Some of the reforms include putting a limit on how many times a person can become the prime minister, introduction of a two-tier parliament, and appointment of a chief justice.
There appears to be little consensus over some basic reforms. While both the BNP and the Jamaat-e-Islami parties have agreed to some of them with conditions, other proposals for basic constitutional reforms have become a sticking point.
The Jamaat-e-Islami also wants to give the interim government more time to complete reforms before heading into polls, while BNP has been calling for an early election. The student-led party mostly follows the pattern of the Jamaat-e-Islami party.
Kugelman says the issue of reforms was meant to unite the country, but has instead become a flashpoint.
'There's a divide between those that want to see through reforms and give them more time, and those that feel it's time to wrap things up and focus on elections,' he says.
Human rights and the rise of Islamists
Human rights in Bangladesh have remained a serious concern under Yunus.
Minority groups, especially Hindus, have blamed his administration for failing to protect them adequately. The Bangladesh Hindu Buddhist Christian Unity Council says minority Hindus and others have been targeted in hundreds of attacks over the last year. Hasina's party has also blamed the interim government for arresting tens of thousands of its supporters.
The Yunus-led administration denies these allegations.
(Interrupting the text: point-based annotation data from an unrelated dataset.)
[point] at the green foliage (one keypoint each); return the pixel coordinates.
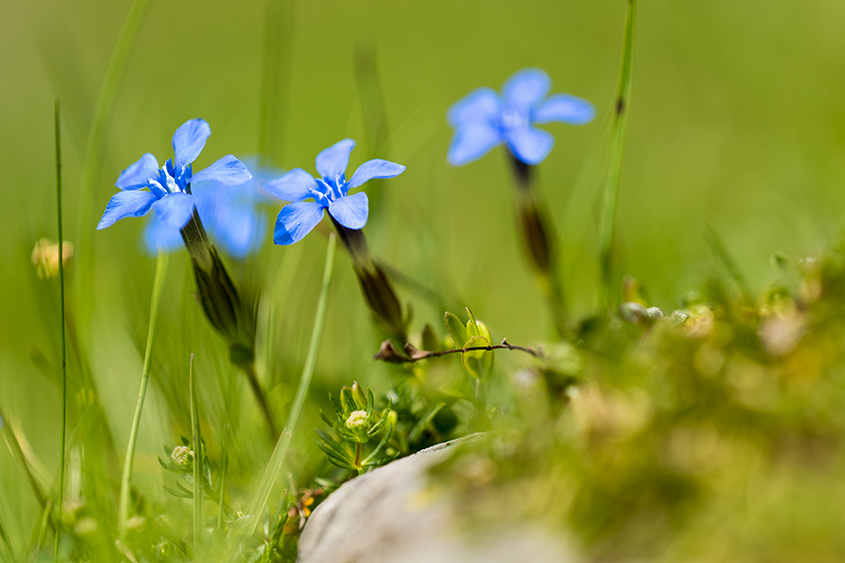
(356, 422)
(713, 433)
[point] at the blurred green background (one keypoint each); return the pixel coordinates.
(737, 122)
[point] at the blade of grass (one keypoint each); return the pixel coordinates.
(721, 252)
(123, 503)
(62, 316)
(15, 446)
(288, 267)
(274, 466)
(94, 149)
(5, 537)
(617, 146)
(224, 466)
(196, 439)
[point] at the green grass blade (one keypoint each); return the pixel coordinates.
(94, 150)
(721, 252)
(123, 504)
(61, 492)
(224, 467)
(196, 440)
(5, 537)
(15, 446)
(274, 466)
(617, 146)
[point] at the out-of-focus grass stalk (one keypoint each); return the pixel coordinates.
(276, 60)
(15, 446)
(196, 440)
(224, 467)
(718, 246)
(56, 118)
(271, 472)
(281, 289)
(5, 537)
(45, 524)
(123, 503)
(94, 151)
(614, 167)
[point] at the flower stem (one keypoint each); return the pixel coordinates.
(262, 494)
(376, 286)
(617, 146)
(539, 238)
(61, 492)
(123, 505)
(196, 440)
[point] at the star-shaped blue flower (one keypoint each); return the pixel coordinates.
(329, 192)
(169, 185)
(483, 119)
(228, 213)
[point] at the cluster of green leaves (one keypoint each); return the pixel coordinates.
(477, 363)
(712, 433)
(355, 424)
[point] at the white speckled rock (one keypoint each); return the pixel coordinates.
(386, 516)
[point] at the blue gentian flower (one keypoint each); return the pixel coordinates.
(329, 192)
(169, 186)
(228, 214)
(483, 119)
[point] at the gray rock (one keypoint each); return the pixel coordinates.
(388, 515)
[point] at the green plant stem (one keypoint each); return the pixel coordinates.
(196, 440)
(56, 117)
(540, 241)
(271, 472)
(252, 378)
(617, 146)
(224, 466)
(94, 149)
(123, 504)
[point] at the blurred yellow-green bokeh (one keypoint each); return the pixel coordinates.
(737, 122)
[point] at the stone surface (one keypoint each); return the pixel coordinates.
(388, 515)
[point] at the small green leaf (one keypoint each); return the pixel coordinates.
(484, 332)
(456, 328)
(347, 401)
(430, 341)
(472, 325)
(424, 421)
(477, 363)
(338, 408)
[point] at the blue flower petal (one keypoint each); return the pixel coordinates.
(293, 186)
(471, 141)
(332, 162)
(296, 220)
(189, 140)
(174, 210)
(565, 108)
(529, 144)
(372, 169)
(135, 177)
(480, 104)
(526, 88)
(126, 204)
(158, 236)
(228, 171)
(351, 211)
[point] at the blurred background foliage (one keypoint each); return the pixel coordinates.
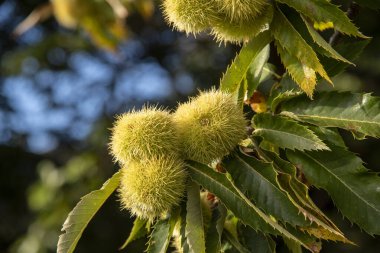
(61, 85)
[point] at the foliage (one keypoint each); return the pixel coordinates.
(260, 191)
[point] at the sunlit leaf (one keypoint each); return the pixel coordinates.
(194, 220)
(255, 70)
(328, 50)
(236, 72)
(285, 133)
(239, 204)
(354, 190)
(354, 112)
(296, 53)
(258, 180)
(139, 230)
(162, 232)
(255, 241)
(214, 233)
(322, 11)
(82, 214)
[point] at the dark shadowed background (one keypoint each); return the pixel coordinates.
(58, 97)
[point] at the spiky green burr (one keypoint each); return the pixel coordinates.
(190, 16)
(151, 188)
(209, 126)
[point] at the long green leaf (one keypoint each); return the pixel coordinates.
(139, 230)
(298, 193)
(82, 214)
(238, 203)
(255, 241)
(354, 190)
(304, 76)
(259, 181)
(255, 70)
(214, 233)
(285, 133)
(292, 42)
(322, 11)
(354, 112)
(236, 72)
(374, 4)
(235, 242)
(162, 232)
(329, 51)
(194, 220)
(350, 49)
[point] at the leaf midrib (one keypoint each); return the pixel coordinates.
(338, 119)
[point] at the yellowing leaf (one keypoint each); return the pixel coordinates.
(321, 26)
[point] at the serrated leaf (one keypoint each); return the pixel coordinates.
(214, 233)
(160, 237)
(351, 111)
(283, 96)
(322, 11)
(236, 72)
(298, 193)
(292, 47)
(184, 246)
(328, 50)
(285, 133)
(238, 203)
(162, 232)
(255, 70)
(303, 75)
(347, 47)
(235, 242)
(373, 4)
(139, 230)
(354, 190)
(330, 135)
(292, 246)
(194, 220)
(258, 180)
(82, 214)
(255, 241)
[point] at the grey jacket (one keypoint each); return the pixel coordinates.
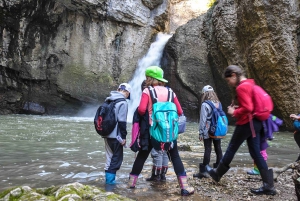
(121, 109)
(205, 119)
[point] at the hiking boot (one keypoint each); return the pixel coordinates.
(253, 172)
(217, 173)
(156, 174)
(132, 180)
(202, 172)
(268, 183)
(110, 178)
(163, 173)
(185, 188)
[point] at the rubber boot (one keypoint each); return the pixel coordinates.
(132, 180)
(163, 173)
(110, 178)
(298, 158)
(156, 174)
(254, 171)
(202, 172)
(217, 173)
(268, 183)
(184, 186)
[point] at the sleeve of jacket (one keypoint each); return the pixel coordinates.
(122, 118)
(204, 123)
(245, 101)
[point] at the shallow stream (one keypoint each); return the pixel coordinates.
(40, 151)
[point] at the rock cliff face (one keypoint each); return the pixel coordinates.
(58, 55)
(260, 36)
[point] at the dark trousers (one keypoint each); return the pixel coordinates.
(240, 134)
(114, 155)
(297, 138)
(173, 154)
(207, 150)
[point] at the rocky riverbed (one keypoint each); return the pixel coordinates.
(234, 185)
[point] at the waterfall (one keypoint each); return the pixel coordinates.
(152, 58)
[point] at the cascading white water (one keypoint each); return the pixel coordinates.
(152, 58)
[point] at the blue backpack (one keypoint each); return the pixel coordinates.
(164, 126)
(219, 122)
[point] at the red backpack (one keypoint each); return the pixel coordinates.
(263, 104)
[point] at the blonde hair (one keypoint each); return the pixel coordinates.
(150, 81)
(209, 95)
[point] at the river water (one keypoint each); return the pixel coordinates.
(40, 151)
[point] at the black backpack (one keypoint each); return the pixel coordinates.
(105, 118)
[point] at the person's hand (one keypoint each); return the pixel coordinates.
(294, 116)
(230, 109)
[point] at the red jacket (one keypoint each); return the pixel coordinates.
(244, 95)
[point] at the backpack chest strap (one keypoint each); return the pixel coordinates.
(154, 98)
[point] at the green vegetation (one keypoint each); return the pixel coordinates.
(211, 3)
(54, 193)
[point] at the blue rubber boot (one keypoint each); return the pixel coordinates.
(110, 178)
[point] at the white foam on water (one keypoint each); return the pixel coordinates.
(152, 58)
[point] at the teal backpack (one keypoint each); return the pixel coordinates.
(164, 128)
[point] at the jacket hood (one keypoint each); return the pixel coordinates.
(115, 95)
(251, 81)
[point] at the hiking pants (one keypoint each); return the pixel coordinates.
(114, 155)
(143, 155)
(207, 150)
(160, 158)
(240, 134)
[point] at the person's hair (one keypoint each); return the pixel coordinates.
(143, 85)
(234, 69)
(209, 95)
(150, 81)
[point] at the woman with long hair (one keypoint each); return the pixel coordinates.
(245, 126)
(154, 78)
(206, 112)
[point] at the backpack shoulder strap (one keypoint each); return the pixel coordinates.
(170, 95)
(153, 94)
(210, 104)
(118, 100)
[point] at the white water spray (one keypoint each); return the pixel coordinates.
(152, 58)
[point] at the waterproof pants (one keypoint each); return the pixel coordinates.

Meenakshi Ganguly, deputy Asia director for Human Rights Watch, says while the interim government has stopped enforced disappearances and extrajudicial executions that had occurred under the Hasina government, 'there has been little progress on lasting security sector reforms or to deliver on the pledge to create robust, independent institutions.'
Meanwhile, Islamist factions — some of whom have proposed changes to women's rights and demanded introduction of Sharia law — are vying for power. Many of them are planning to build alliances with bigger parties like the BNP or the Jamaat-e-Islami.
Such factions have historically struggled to gain significant electoral support despite Bangladesh being a Muslim majority, and their rise is expected to further fragment the country's political landscape.
Diplomatic pivot and balancing with global powers
During Hasina's 15-year rule, Bangladesh was India's closest partner in South Asia. After her ouster, the Yunus-led administration has moved closer to China, which is India's main rival in the region.
Yunus' first state visit was to China in March, a trip that saw him secure investments, loans and grants. On the other hand, India is angered by the ousting of its old ally Hasina and hasn't responded to Dhaka's requests to extradite her. India stopped issuing visas to Bangladeshis following Hasina's fall.
Globally, Yunus seems to have strong backing from the West and the United Nations, and it appears Bangladesh will continue its foreign policy, which has long tried to find a balance between multiple foreign powers.
But Kugelman says the country's biggest challenge may be the 'Trump factor.'
In January, the Trump administration suspended USAID funds to Bangladesh, which had sought significant levels of U.S. support during a critical rebuild period post Hasina's ouster.
'Dhaka must now reframe its relations with an unconventional U.S. administration that will largely view Bangladesh through a commercial lens,' Kugelman says.